I measured it using time
like so
start = time.clock()
sess.run([ops['pred']], feed_dict=feed_dict)
end = time.clock()
elapsed_time_batch = end-start
I do this multiple times on the same dataset and average. The problem is - I get very different average time measurements ( 1.7ms vs 1.2 ms ). Even though its "just" 0.5ms difference its a big relative difference ( 0.5 vs 1.7 is about 30%).

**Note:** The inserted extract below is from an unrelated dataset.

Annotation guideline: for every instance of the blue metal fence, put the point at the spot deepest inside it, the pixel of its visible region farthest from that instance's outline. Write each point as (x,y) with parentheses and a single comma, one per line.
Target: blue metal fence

I tried setting some GPU options for the session like so :
config = tf.ConfigProto()
config.gpu_options.per_process_gpu_memory_fraction = 0.95
config.gpu_options.allow_growth = False
config.allow_soft_placement = True
config.log_device_placement = False
if limit_gpu:
gpu_idx = str(gpu_idx)
os.environ["CUDA_VISIBLE_DEVICES"] = gpu_idx
else:
os.environ["CUDA_VISIBLE_DEVICES"] = "0, 1"
sess = tf.Session(config=config)
But, this didn't solve it. What can be the cause of this change and how can I stabilize it to get a more reliable time read.
I am running on a linux server with 4 GPUS ( for this test I limited to 1 GPU - a Titan Xp).